We experiment with both static and dynamic performance variations in this subsection. Figure 5 shows the results of our static heterogeneity test. The sequential write performance of I.LFS with its dynamic segment placement scheme is plotted along with FFS on top of the NetBSD concatenated disk driver (CCD) configured to stripe data in a RAID-0 fashion. In all experiments, data is written to four disks. Along the x-axis, we increase the number of slow disks in the system; thus, at the extreme left, all of the four disks are fast ones, at the right they are all slow ones, and in the middle are different heterogeneous configurations.

**Figure:** **Static Storage Heterogeneity.** The figure plots the performance of I.LFS versus FFS/CCD with standard RAID-0 striping, both under a series of disk configurations. Along the x-axis, the number of fast and slow disks are varied (f:s implies f fast disks and s slow ones). By adjusting where segments are written dynamically, I.LFS/ExRAID is able to deliver the full bandwidth of disks. In contrast, standard striping performs at the rate of the slowest disk in the system. For each test, 200 MB is written to disk.
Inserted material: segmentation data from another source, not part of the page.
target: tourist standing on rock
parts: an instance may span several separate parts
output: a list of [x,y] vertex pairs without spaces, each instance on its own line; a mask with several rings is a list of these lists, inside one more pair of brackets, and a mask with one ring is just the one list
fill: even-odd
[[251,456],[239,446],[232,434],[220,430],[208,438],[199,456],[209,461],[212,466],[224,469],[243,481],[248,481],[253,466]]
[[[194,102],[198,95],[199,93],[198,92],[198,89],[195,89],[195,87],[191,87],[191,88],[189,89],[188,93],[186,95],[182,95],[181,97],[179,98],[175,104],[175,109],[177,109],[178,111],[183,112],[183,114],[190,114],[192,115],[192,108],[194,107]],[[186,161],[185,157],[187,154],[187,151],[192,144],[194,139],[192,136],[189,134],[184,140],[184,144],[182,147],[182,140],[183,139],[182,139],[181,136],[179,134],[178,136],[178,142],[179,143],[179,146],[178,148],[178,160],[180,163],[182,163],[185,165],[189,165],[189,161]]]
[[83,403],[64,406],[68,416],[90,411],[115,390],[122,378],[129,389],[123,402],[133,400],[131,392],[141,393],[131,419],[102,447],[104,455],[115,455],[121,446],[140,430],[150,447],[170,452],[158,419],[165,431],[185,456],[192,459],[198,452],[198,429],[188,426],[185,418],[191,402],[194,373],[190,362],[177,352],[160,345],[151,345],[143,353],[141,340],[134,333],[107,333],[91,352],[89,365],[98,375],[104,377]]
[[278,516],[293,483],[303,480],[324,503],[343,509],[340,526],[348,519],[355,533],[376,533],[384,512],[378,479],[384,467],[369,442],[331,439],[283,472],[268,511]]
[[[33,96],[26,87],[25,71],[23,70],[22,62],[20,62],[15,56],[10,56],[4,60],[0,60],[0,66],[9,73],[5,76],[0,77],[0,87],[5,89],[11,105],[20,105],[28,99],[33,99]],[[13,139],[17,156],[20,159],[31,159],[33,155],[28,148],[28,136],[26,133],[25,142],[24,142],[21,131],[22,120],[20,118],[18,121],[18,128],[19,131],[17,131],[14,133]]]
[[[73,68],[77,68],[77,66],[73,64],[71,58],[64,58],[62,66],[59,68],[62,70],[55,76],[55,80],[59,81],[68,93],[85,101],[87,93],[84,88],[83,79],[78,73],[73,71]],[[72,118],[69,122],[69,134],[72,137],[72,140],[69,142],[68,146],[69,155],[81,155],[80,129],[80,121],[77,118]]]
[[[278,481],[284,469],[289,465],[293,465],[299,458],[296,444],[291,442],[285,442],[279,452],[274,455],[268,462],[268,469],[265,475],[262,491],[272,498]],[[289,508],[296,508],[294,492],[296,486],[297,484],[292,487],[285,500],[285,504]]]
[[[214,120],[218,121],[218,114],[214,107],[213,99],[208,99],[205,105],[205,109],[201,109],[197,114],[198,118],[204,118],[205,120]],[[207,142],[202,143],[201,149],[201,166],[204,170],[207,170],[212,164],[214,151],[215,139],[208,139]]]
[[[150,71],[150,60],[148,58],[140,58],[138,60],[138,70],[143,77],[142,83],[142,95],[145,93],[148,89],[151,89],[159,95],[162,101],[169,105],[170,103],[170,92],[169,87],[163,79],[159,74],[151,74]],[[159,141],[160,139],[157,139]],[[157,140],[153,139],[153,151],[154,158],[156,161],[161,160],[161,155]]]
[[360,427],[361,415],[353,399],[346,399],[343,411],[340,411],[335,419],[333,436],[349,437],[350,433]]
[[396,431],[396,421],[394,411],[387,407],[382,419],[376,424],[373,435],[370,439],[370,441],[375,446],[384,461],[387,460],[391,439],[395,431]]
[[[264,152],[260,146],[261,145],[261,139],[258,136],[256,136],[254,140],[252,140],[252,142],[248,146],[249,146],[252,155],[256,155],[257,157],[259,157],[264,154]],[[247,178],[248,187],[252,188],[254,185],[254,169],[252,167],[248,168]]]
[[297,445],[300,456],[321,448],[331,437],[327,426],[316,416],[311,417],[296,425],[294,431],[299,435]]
**Figure:** **Dynamic Storage Heterogeneity.** The figure plots the performance of I.LFS/ExRAID and FFS/CCD under a dynamic performance variation. During the experiment, the performance of a single disk is temporarily degraded; the faulty disk delays requests for a fixed time, reducing throughput of the disk from 21.6 MB/s to 5.8 MB/s. By adaptively writing more data to the other disks, I.LFS/ExRAID with dynamic segment placement is better able to adjust to the imbalance and deliver higher throughput.

As we can see in the figure, by writing segments dynamically in proportion to delivered disk performance, I.LFS/ExRAID is able to deliver the full bandwidth of the underlying storage system to applications - overall performance degrades gracefully as more slow disks replace fast ones in the storage system. RAID-0 striping performs at the rate of the slowest disk, and thus performs poorly in any heterogeneous configuration.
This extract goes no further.